For organizations just starting out on their digital journey, Gilson says, “Implementing and leveraging new technologies like AI, RPA, and Analytics on top of obsolete technology stacks is difficult at best, often leading to missed expectations, inflated costs, and a “fragile” solution. Securing these obsolete systems becomes more difficult and costly every year, thereby exacerbating risk.”
In contrast, starting with a modern ERP like SAP S/4HANA and supply chain planning solutions like SAP IBP creates the foundation for leveraging advanced capabilities like AI to build supply chain resilience.
Using AI to harness supply chains
Johann Heydenrych, SVP Advisory and COO, NTT DATA Business Solutions-US, lists the following steps for mid-sized CPG companies to leverage AI for a more resilient and agile supply chain:
Pilot projects: Start with small-scale AI pilot projects to test and refine the approach before scaling up to understand the supply chain’s specific needs and challenges.
Data integration: Ensure seamless integration of AI with existing systems to enable real-time data access and analytics by consolidating data from various sources and ensuring data quality.
Employee training: Invest in training employees to use AI tools effectively. This includes technical training and change management to address resistance to new technologies.

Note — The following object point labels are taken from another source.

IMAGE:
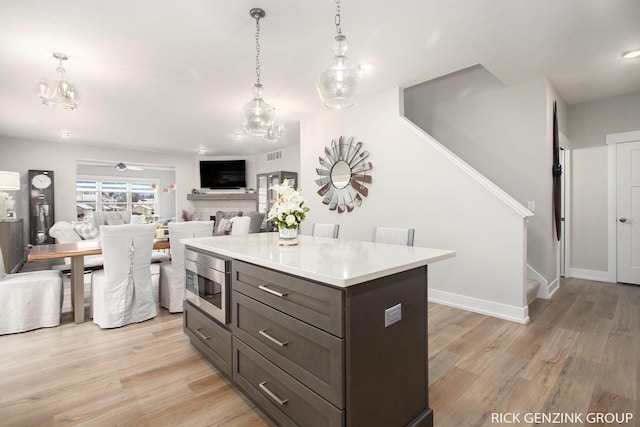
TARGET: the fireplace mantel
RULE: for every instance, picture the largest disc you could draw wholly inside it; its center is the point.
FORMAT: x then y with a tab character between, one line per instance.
223	196
206	205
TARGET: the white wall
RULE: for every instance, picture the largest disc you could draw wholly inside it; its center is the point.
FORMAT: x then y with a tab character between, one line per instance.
589	123
415	185
21	155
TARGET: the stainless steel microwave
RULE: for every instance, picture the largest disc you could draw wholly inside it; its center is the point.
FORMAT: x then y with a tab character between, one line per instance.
207	284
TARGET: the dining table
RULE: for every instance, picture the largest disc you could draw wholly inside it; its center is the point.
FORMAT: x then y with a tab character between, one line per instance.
77	251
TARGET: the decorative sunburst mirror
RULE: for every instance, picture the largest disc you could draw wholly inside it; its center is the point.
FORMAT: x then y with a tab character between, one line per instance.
343	174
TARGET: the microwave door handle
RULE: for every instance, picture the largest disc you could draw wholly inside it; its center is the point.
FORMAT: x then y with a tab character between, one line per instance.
271	291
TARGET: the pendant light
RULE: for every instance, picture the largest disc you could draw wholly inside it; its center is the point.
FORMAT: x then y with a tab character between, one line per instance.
62	95
339	82
257	115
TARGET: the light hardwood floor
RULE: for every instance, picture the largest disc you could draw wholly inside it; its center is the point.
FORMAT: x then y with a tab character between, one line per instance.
578	355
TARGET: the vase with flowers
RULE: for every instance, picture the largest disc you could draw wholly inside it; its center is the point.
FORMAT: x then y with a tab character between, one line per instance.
289	209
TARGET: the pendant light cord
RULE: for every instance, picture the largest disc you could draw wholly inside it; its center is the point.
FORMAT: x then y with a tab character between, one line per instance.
258	49
338	19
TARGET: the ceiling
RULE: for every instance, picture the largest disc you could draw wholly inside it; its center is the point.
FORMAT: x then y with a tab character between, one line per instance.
173	76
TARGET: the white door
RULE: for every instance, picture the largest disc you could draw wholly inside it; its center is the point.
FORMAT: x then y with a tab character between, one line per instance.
628	211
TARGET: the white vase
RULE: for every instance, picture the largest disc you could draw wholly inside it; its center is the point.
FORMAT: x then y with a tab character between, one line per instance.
287	236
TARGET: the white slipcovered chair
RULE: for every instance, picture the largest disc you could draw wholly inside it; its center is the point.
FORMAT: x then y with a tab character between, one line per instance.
396	236
172	274
123	292
29	300
325	230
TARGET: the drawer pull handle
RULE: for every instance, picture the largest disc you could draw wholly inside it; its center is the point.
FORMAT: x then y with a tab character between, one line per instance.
264	333
272	395
201	335
271	291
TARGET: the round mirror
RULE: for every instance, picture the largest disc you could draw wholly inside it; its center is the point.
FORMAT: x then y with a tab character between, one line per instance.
340	174
344	174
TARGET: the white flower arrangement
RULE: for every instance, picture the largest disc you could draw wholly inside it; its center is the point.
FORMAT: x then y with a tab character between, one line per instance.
290	208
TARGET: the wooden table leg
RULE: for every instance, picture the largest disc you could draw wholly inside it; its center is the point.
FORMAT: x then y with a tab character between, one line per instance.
77	288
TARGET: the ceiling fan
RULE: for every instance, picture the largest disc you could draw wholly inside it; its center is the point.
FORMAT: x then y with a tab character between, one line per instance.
122	167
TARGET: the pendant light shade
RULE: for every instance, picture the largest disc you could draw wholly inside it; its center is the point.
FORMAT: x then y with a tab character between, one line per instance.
61	95
257	115
339	82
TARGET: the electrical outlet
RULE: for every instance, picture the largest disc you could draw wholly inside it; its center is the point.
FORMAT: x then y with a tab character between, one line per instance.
392	315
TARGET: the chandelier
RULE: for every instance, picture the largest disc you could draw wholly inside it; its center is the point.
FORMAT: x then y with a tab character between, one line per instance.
257	115
62	94
339	81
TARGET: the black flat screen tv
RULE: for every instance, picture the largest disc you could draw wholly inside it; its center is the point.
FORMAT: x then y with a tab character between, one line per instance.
222	174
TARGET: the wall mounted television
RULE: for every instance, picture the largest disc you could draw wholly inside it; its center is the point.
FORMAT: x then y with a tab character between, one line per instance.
222	174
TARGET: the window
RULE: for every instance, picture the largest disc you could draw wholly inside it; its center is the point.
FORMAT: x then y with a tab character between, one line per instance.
115	195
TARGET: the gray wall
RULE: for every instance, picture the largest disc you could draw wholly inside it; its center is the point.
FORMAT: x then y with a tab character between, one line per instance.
417	183
504	133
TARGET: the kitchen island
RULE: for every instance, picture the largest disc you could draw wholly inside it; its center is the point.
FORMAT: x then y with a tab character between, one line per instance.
330	332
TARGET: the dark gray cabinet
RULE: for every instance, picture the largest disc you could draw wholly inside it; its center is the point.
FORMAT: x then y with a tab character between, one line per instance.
311	354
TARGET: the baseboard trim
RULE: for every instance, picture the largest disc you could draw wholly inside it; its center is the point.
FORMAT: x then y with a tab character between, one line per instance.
476	305
597	275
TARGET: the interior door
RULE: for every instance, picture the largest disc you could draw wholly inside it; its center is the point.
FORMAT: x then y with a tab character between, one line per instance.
628	212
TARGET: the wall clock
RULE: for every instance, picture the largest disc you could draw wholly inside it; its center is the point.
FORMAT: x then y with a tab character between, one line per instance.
343	174
40	206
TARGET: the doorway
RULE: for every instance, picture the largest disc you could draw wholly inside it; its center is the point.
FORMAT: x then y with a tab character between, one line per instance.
624	207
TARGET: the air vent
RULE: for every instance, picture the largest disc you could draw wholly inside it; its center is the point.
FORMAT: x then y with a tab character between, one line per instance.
274	155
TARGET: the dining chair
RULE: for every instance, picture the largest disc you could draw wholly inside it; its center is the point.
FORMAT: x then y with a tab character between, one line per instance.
172	273
325	230
240	225
29	300
123	293
396	236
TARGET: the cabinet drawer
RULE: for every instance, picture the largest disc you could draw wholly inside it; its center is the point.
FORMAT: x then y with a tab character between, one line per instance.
209	337
311	302
281	396
312	356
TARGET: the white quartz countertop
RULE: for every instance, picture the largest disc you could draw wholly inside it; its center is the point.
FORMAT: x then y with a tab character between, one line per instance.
336	262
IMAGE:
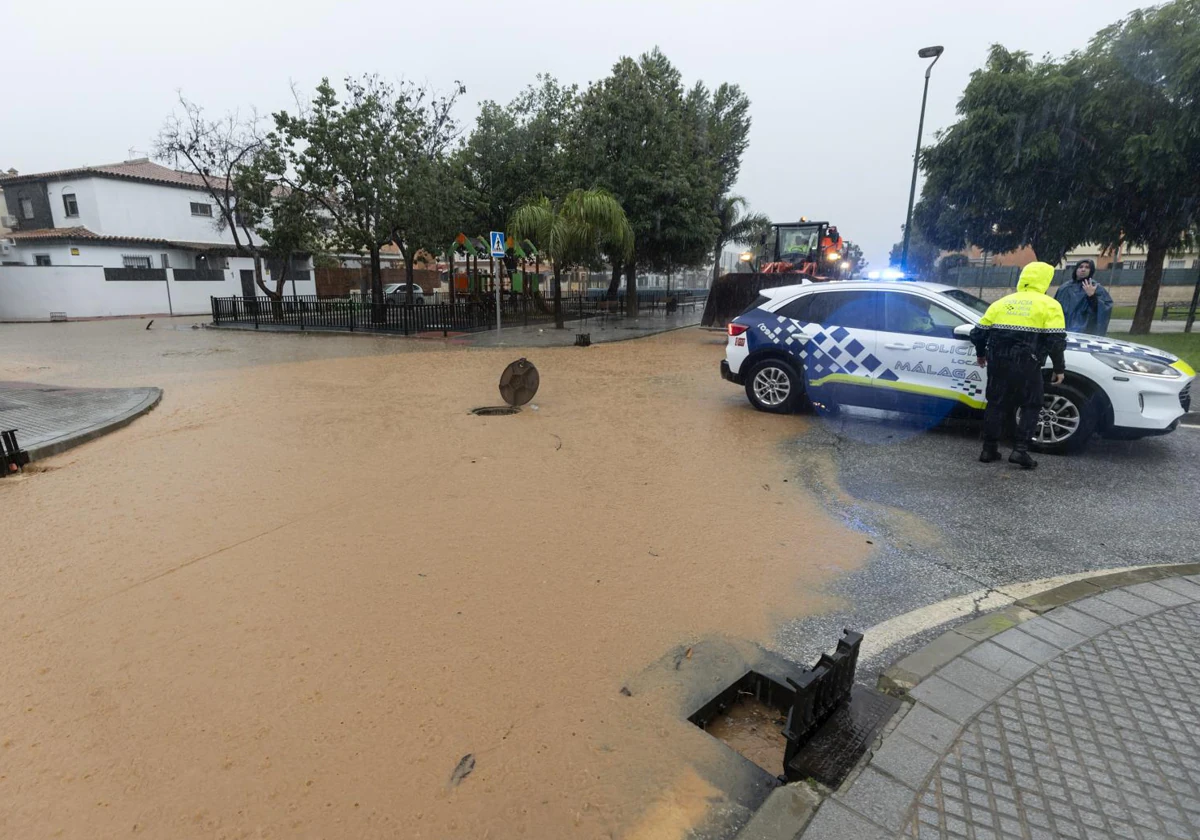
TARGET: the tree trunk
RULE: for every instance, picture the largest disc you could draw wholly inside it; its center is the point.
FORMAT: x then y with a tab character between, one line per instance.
631	288
377	307
1195	299
558	299
1151	281
409	261
615	283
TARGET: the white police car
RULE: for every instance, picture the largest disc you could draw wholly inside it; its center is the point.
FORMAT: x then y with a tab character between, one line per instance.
904	347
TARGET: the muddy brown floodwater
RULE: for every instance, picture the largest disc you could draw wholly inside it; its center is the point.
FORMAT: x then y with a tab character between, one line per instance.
294	598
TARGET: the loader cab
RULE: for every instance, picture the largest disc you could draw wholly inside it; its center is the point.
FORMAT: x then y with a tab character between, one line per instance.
797	244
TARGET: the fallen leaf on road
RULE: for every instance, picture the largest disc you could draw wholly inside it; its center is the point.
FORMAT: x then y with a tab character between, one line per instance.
466	765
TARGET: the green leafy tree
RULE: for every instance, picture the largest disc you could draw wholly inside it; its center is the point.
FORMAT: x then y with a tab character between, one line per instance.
516	153
1144	114
287	221
657	148
574	232
1012	171
736	227
367	159
855	257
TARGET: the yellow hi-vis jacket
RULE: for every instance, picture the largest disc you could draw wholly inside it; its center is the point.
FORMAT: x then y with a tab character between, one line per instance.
1026	325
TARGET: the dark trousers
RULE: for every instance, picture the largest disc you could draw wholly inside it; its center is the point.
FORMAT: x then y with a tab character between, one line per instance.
1012	385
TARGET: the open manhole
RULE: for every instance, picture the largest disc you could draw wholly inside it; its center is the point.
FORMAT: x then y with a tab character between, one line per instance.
519	384
496	411
749	717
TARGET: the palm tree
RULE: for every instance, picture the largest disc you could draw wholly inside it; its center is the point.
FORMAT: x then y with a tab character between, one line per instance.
736	228
574	231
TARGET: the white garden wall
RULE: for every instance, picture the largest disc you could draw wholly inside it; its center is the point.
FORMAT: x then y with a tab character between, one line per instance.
33	293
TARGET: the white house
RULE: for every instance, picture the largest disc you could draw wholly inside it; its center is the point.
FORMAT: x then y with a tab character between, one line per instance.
132	222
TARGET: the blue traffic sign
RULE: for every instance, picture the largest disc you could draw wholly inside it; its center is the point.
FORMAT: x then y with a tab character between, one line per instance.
498	246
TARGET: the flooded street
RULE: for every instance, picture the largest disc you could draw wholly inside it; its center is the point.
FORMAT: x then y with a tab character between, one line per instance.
295	597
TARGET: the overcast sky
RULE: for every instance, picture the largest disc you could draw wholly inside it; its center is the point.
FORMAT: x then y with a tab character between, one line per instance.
835	88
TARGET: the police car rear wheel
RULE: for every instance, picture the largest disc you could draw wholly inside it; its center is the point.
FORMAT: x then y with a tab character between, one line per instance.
773	387
1067	420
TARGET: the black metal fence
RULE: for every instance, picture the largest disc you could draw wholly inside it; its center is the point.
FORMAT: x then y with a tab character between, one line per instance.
466	315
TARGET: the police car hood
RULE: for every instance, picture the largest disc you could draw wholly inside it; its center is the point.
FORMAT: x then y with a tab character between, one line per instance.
1086	343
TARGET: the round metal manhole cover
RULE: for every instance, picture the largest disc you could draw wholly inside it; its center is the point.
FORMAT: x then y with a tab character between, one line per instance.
496	411
519	383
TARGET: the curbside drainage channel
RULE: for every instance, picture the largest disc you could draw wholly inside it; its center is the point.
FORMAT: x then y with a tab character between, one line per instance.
1072	713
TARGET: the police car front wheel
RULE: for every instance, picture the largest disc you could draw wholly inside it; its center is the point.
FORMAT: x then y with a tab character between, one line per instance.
1067	420
773	387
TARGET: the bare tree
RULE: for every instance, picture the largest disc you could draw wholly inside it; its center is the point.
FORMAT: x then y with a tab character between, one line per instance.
216	150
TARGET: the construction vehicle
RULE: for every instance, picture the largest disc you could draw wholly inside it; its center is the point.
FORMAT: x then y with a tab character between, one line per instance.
793	252
811	249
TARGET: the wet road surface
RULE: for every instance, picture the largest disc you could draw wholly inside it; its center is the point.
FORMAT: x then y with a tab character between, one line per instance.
945	525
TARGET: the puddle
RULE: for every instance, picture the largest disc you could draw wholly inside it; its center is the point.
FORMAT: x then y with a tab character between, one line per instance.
755	731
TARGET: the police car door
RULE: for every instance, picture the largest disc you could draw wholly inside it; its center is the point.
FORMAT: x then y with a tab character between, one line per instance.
839	352
927	367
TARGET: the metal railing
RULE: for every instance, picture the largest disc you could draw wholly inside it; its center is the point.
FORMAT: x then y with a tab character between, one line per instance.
466	315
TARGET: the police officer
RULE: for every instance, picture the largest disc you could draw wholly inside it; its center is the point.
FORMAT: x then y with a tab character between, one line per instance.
1012	341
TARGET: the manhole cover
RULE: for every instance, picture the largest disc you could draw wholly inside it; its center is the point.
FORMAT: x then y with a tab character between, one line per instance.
519	382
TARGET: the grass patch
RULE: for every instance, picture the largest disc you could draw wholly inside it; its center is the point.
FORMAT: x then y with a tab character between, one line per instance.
1183	345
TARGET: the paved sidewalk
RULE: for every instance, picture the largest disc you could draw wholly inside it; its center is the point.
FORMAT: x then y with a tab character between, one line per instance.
49	419
1081	723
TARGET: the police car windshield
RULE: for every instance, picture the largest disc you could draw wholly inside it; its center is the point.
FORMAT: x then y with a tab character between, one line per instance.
967	299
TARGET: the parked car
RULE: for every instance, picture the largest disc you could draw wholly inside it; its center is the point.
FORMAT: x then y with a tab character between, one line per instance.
397	293
903	346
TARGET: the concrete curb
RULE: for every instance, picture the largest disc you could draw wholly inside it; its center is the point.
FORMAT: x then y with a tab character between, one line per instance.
961	672
46	450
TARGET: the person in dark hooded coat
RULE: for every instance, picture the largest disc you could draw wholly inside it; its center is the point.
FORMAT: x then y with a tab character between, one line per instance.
1086	305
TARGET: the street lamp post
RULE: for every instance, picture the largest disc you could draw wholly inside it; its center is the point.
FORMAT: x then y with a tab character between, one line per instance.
925	53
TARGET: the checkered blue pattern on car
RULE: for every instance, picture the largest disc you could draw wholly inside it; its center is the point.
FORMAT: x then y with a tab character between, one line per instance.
826	351
1078	341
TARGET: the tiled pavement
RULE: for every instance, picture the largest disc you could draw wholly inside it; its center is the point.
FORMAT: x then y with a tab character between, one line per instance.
1083	723
49	419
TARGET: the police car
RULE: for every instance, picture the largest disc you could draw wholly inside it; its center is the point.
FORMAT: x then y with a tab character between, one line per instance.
904	347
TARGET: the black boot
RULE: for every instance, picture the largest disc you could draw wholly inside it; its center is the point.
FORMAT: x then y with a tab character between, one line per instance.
1021	459
990	453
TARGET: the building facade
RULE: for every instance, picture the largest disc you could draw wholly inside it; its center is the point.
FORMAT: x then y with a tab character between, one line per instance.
103	227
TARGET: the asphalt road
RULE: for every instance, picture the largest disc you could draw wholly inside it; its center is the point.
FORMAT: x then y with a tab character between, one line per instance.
945	525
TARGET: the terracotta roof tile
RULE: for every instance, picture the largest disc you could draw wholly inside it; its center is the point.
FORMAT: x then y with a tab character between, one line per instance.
142	169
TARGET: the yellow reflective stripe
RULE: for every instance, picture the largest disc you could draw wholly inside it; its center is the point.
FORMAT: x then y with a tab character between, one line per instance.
843	378
929	390
911	388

Continuous monitoring and optimization: Regularly monitor and update AI models and algorithms based on new data and insights to ensure they continue to deliver value.
Collaboration and compliance: Foster collaboration across functions and organizations and ensure compliance with regulatory requirements for a holistic approach to supply chain management.
“By following these steps, mid-sized companies can harness the power of AI to build a more resilient and agile supply chain and pave the way for a more efficient and sustainable future,” Gilson concludes.